Afghanischer Oppositioneller zur Lage im Land *


Said Mahmoud Pahiz ist Sprecher der afghanischen »Solidarit Said Mahmoud Pahiz ist Sprecher der afghanischen »Solidaritäts-Partei«. Er hat französische Literatur studiert, ist neben seiner Parteiarbeit als Dolmetscher tätig und lebt in Kabul. Vor wenigen Tagen informierte er auf einer Reise durch Deutschland über die Situation in seinem Heimatland. Für das "Neue Deutschland" (ND) sprach Rudolf Stumberger mit ihm über die Bedingungen politischer Arbeit in Afghanistan.

ND: Seit wann gibt es die »Solidaritäts-Partei« und wie viele Mitglieder hat sie?

Pahiz: Die offizielle Gründung erfolgte 2004, aber die politischen Pläne zur Parteigründung reichen weiter zurück, bis zur Zeit der sowjetischen Besatzung. Derzeit unterstützen uns 30 000 Menschen, darunter sind vor allem Bauern, aber ebenso Intellektuelle. Sie sind es auch, die die Partei mit einem Teil ihres Einkommens am Leben erhalten. Spenden oder sonstige finanzielle Unterstützung haben wir kaum. Unser »Hauptquartier« in Kabul besteht gerade einmal aus zwei Räumen, in denen auch unsere Leibwächter übernachten.

Wie ist die soziale Situation in Afghanistan?

Einigen wenigen, kaum mehr als fünf Prozent der Bevölkerung, geht es sehr gut. Das sind die Warlords und Kriegsgewinnler, an deren Händen Blut klebt. Der Mehrheit der Menschen, der einfachen Bevölkerung, geht es hingegen sehr schlecht. Sie müssen versuchen, mit einem Einkommen von einem Dollar pro Tag zu überleben. Es gibt nicht wenige, die sich umbringen. Um die Familien zu entlasten, werden schon junge Mädchen an ältere Männer verheiratet, um die Mitgift zu bekommen und so die anderen Kinder durchzubringen. Wenn man Schulen baut, ist das sicher gut. Aber das bringt der einfachen Bevölkerung nichts, wenn sie nicht genug zu essen hat. Dass allein auf den Feldern 70 000 Kinder arbeiten müssen, ist ein weiterer Fakt, der die soziale Situation widerspiegelt.
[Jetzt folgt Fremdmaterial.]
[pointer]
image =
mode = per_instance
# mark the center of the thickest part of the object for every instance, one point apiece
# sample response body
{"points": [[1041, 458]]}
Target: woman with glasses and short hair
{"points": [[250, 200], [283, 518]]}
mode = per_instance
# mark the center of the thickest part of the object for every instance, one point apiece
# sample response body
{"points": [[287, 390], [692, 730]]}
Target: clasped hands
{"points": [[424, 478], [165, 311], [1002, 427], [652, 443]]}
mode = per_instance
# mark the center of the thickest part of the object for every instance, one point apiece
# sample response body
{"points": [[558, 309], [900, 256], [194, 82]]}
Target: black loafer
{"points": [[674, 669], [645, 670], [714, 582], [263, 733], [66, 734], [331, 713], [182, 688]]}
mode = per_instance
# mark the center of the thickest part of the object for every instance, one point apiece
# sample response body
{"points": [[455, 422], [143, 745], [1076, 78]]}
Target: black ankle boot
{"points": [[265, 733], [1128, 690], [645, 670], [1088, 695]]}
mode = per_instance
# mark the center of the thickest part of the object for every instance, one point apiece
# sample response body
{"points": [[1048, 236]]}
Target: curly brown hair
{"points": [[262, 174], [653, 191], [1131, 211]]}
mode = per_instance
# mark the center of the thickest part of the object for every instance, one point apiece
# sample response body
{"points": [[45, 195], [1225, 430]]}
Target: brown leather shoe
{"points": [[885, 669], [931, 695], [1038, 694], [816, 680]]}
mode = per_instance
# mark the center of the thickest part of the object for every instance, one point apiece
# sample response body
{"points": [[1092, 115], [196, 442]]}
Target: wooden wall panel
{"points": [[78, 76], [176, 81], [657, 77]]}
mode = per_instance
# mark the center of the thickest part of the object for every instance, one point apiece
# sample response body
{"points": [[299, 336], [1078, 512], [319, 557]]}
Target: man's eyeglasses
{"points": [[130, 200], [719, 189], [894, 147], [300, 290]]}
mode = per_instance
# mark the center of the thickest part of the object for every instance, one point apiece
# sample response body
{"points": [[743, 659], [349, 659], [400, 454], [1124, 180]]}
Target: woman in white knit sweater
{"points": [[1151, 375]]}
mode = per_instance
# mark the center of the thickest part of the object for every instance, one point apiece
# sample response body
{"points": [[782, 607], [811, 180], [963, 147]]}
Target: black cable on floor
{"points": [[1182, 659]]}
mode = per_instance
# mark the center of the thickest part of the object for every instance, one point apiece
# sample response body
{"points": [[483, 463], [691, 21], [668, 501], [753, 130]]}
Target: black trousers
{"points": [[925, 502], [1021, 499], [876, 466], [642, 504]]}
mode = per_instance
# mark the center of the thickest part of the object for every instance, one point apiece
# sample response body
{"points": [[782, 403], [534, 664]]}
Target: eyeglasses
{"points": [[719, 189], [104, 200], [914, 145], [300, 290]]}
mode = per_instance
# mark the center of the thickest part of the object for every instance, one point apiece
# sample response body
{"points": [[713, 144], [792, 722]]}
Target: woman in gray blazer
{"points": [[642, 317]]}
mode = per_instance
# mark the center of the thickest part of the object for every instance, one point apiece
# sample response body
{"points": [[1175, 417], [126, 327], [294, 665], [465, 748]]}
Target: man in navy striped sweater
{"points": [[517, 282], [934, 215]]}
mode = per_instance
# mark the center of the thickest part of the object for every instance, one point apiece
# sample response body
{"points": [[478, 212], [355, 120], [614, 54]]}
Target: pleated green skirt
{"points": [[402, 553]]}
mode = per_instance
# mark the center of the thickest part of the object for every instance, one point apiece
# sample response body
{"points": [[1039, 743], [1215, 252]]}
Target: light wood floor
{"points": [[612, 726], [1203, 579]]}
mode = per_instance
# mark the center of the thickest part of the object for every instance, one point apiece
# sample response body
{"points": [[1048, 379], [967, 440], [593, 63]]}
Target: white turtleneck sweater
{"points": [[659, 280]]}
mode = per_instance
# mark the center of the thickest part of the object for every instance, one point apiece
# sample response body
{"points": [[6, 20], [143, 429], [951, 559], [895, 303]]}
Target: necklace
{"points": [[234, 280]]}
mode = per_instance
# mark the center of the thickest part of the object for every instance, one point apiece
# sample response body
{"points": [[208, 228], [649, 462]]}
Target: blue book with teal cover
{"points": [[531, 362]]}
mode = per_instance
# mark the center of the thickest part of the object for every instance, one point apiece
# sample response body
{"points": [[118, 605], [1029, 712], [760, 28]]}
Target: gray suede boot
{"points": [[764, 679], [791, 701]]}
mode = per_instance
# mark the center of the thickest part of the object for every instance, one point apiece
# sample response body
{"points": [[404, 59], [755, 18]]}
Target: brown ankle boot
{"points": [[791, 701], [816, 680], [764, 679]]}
Unter welchen Bedingungen kann man in Afghanistan politisch arbeiten?

Früher gab es bei uns 105 Parteien, mittlerweile sind es noch 14. Das liegt an einem Gesetz, das für eine Parteigründung 10 000 Mitglieder vorschreibt. Das ist schwierig. Ansonsten ist es nicht problematisch, eine Partei zu gründen. Die meisten unterstützen die Warlords oder die Taliban. Wer eine andere Meinung vertritt, die Lügen der Politiker aufzeigt und die Korruptheit des Regimes darstellt, lebt gefährlich. Wir werden oft bedroht, auch ich selbst.

Ihre Partei hat nicht an den Parlamentswahlen teilgenommen.

Wir haben versucht, unsere Mitglieder in die Gemeinderäte zu schicken, dort wurden sie aber niedergeschrien oder ihnen wurde das Wort entzogen. Im Parlament selbst läuft es nicht demokratisch und fair, deshalb haben wir diese Wahlen boykottiert.

Wie wollen Sie dann politisch wirken?

Es geht uns darum, das korrupte Regime von Präsident Karsai bloßzustellen und den Menschen zu sagen, welche Verbrechen begangen wurden. Wir führen Kurse für Analphabeten durch und setzen vor allem auf Bildung, soweit das unsere Mittel erlauben. Ein Ziel ist auch, eine Zeitung herauszugeben, um die Bevölkerung aufzuklären. Und wir organisieren Kundgebungen.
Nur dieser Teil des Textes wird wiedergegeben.